Nightsong: The Legend of Orpheus and Eurydice. By Michael Cadnum. Orchard Books/Scholastic. $16.99.
Rickshaw Girl. By Mitali Perkins. Illustrated by Jamie Hogan. Charlesbridge. $13.95.
Sometimes a legend has such power that it resounds through the ages and through retellings that are profoundly different from the original tale. And sometimes legends in general permeate our thinking about stories that, when you look at them more closely, are not really legends at all.
The tale of Orpheus and Eurydice dates back to ancient Greece and has several components. For example, it is Orpheus who helps Jason and the Argonauts pass the Sirens safely on their quest for the Golden Fleece. But the best-known tale of Orpheus involves his marriage to Eurydice. This is originally a tragic story, in which the power of melody proves insufficient to overcome human frailties: Orpheus charms the rulers of Hades into allowing him to escape with Eurydice, who has died on their wedding day, but the grieving musician cannot resist the impulse to look back at his beloved and therefore loses her forever. And beyond that sad ending comes a sad postlude, when Orpheus is attacked and torn to pieces by followers of Dionysus. Later ages found this double tragedy, or even the single one of Orpheus’ loss of Eurydice, unsatisfactory, and often changed the ending, as Michael Cadnum does in Nightsong. Cadnum bases his book on Ovid’s retelling in Latin of the Orpheus-Eurydice story, and Cadnum follows Ovid in using the Roman names for gods: Jupiter instead of Zeus, Minerva instead of Athena. This is Cadnum’s second reworking of an Ovidian tale, and is just as swift-paced and effective as Starfall, in which Cadnum retold the story of Daedalus and the ill-fated flight of his son, Icarus. Cadnum aims at young readers and is determined to give these stories pleasing conclusions, if not wholly happy ones. Thus, in Nightsong, Orpheus does indeed lose Eurydice, but he rediscovers her presence when, after long mourning, he again begins to play his lyre and hears it sounding with her voice. That’s a neat conclusion, actually, and it plays into the transformation theme so common in Greek myths. The story moves ahead swiftly and is shorter than its 136 pages would indicate, since the book has blank pages to introduce sections and lots of white space mixed with the print. The result is an easy-to-read and pleasantly uplifting story, containing tragic elements but featuring a resolution that is satisfying to modern tastes – along the lines of a fairy tale in which there is suffering but a sense of happiness at the end.

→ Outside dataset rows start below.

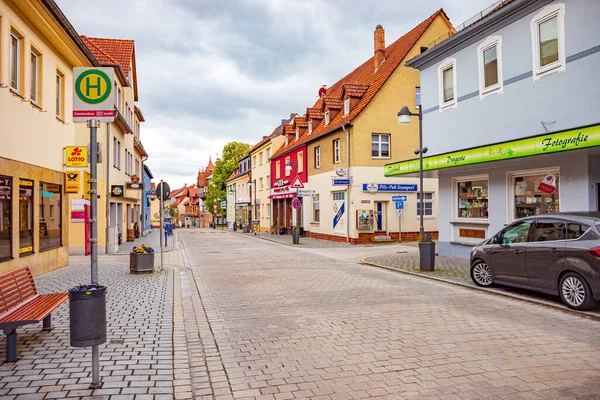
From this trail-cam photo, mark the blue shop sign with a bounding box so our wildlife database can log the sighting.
[363,183,418,193]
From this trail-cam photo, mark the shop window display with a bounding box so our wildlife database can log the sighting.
[458,179,488,218]
[513,174,560,219]
[0,176,12,261]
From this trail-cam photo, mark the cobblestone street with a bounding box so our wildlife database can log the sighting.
[181,231,600,400]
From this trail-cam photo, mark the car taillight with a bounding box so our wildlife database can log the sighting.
[588,247,600,258]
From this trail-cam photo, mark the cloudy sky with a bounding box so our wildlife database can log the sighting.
[56,0,493,187]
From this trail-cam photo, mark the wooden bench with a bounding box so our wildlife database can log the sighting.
[0,267,69,361]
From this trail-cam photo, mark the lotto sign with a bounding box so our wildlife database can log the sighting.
[65,171,81,193]
[73,68,115,122]
[65,146,87,167]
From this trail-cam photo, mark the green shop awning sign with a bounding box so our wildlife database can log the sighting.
[384,125,600,176]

Rickshaw Girl reads much like a fairy tale, too, or like a legend drawn from Bangladesh, where India-born Mitali Perkins lived for a time and from which her ancestors came. Yet this is a thoroughly modern story, although one set in a part of the world with which most Americans have little familiarity. Like her earlier book, Monsoon Summer, this short novel is about the changing roles of girls and young women in parts of the world still very much bound by tradition. Monsoon Summer was set in India and had a long-distance romance (a very long distance: India to the United States) at its heart. Rickshaw Girl is simpler and in some ways more charming, with the straightforwardness and exotic setting combining to produce its fairy-tale quality. It is about a young girl named Naima who loves to create the traditional patterns that are painted in Bangladeshi homes for special occasions. The book is festooned with these alpanas and with other sensitively rendered drawings by Jamie Hogan. As for the story: despite Naima’s skill with designs, she is not permitted to earn money to help her family – this is rural Bangladesh, after all, where gender roles are fixed. How Naima finds a way to stay true to her culture while continuing to produce the art she loves – and finds a way to help her family after all – is the subject of the book. Perkins tells it believably, caringly and with sensitivity both to old traditions and to the modern forces that are bringing change, however slowly, to so many parts of the world.